What is the Prevalence of HIV/AIDS in India?
- As per the India HIV Estimation 2019 report, the estimated adult (15 to 49 years) HIV prevalence trend has been declining in India since the epidemic’s peak in the year 2000 and has been stabilising in recent years.
- In 2019, HIV prevalence among adult males was estimated at 0.24% and among adult females at 0.20% of the population.
- There were 23.48 lakh Indians living with HIV in 2019. Maharashtra had the maximum numbers followed by Andhra Pradesh and Karnataka.
What are Stem Cells?
- Stem cells are special cells that can make copies of themselves and change into the many different kinds of cells that the body needs. They have two unique properties that enable them to do this:
- They can divide over and over again to produce new cells.
- As they divide, they can change into the other types of cell that make up the body.
- There are several kinds of stem cells and they are found in different parts of the body at different times.
- Cancer and cancer treatment can damage the hematopoietic stem cells. Hematopoietic stem cells are stem cells that turn into blood cells.
Why are Stem Cells useful?
- Research: It helps in understanding the basic biology of how living things work and what happens in different types of cell during disease.
- Therapy – In replacing lost or damaged cells that the bodies can’t replace naturally.

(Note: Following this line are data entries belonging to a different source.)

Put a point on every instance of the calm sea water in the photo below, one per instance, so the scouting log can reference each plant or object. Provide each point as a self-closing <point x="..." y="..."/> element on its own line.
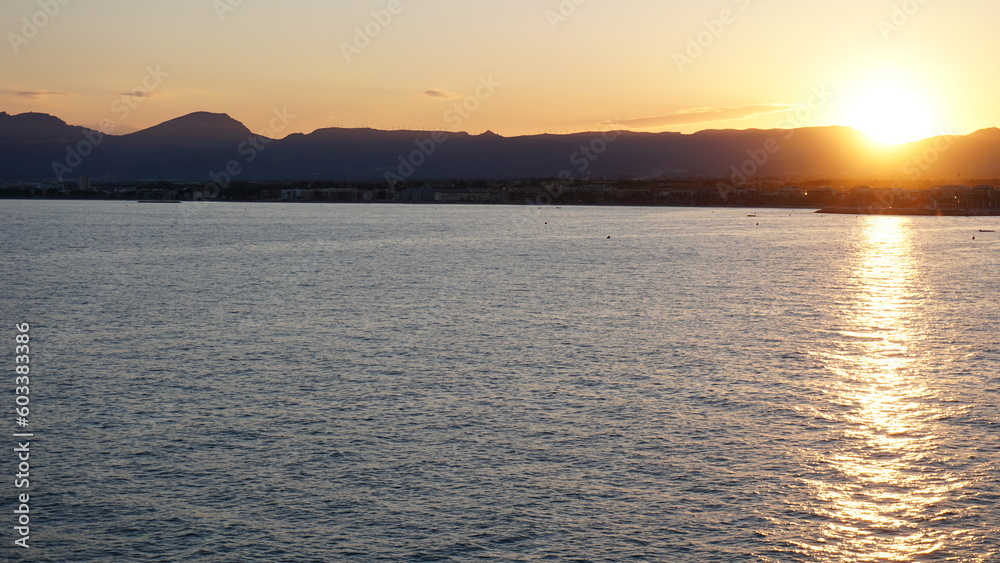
<point x="241" y="382"/>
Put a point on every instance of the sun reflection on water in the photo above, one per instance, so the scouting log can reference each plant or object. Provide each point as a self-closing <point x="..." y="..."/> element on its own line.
<point x="879" y="497"/>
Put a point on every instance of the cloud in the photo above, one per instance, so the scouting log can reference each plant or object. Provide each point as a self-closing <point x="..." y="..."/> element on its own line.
<point x="442" y="95"/>
<point x="35" y="94"/>
<point x="703" y="115"/>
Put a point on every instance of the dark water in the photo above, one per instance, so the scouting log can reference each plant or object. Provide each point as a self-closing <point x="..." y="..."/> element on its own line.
<point x="231" y="382"/>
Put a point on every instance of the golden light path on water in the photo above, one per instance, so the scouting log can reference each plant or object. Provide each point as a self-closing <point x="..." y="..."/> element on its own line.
<point x="880" y="503"/>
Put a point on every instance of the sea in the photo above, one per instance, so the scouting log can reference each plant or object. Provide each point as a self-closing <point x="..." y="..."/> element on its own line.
<point x="264" y="382"/>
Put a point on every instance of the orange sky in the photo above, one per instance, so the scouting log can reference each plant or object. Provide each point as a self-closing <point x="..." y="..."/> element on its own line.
<point x="898" y="70"/>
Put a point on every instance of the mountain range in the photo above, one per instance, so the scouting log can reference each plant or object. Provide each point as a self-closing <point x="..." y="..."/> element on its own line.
<point x="215" y="147"/>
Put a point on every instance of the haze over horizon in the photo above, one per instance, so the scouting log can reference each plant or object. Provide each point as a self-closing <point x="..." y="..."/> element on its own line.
<point x="896" y="70"/>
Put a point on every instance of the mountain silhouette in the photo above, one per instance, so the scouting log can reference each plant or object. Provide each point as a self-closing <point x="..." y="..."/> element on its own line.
<point x="202" y="146"/>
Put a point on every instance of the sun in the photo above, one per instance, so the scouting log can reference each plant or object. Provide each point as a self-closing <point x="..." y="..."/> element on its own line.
<point x="891" y="115"/>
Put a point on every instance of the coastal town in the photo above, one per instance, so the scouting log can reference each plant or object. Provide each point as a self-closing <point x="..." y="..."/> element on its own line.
<point x="981" y="198"/>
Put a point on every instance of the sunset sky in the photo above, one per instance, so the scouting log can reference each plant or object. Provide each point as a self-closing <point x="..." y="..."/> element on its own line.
<point x="897" y="70"/>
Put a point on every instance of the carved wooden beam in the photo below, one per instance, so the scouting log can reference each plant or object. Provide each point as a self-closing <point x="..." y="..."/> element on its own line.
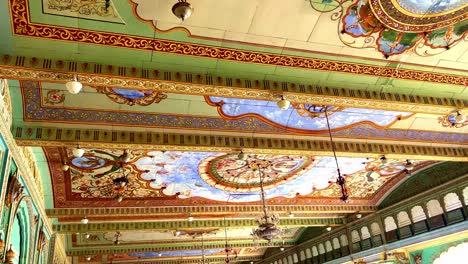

What are the Three Main Types of Stem Cell?
- Embryonic Stem Cells:
- They supply new cells for an embryo as it grows and develops into a baby.
- These stem cells are said to be pluripotent, which means they can change into any cell in the body.
- Adult Stem Cells:
- They supply new cells as an organism grows and to replace cells that get damaged.
- Adult stem cells are said to be multipotent, which means they can only change into some cells in the body, not any cell, for example:
- Blood (or 'haematopoietic') stem cells can only replace the various types of cells in the blood.
- Induced Pluripotent Stem Cells:
- ‘Induced’ means that they are made in the lab by taking normal adult cells, like skin or blood cells, and reprogramming them to become stem cells.
- Just like embryonic stem cells, they are pluripotent so they can develop into any cell type.
What is Stem Cells Transplant?
- A bone marrow transplant is a medical treatment that replaces one’s bone marrow with healthy cells. The replacement cells can either come from the person’s own body or from a donor.
- A bone marrow transplant is also called a stem cell transplant or, more specifically, a hematopoietic stem cell transplant.
- Transplantation can be used to treat certain types of cancer, such as leukemia, myeloma, and lymphoma, and other blood and immune system diseases that affect the bone marrow.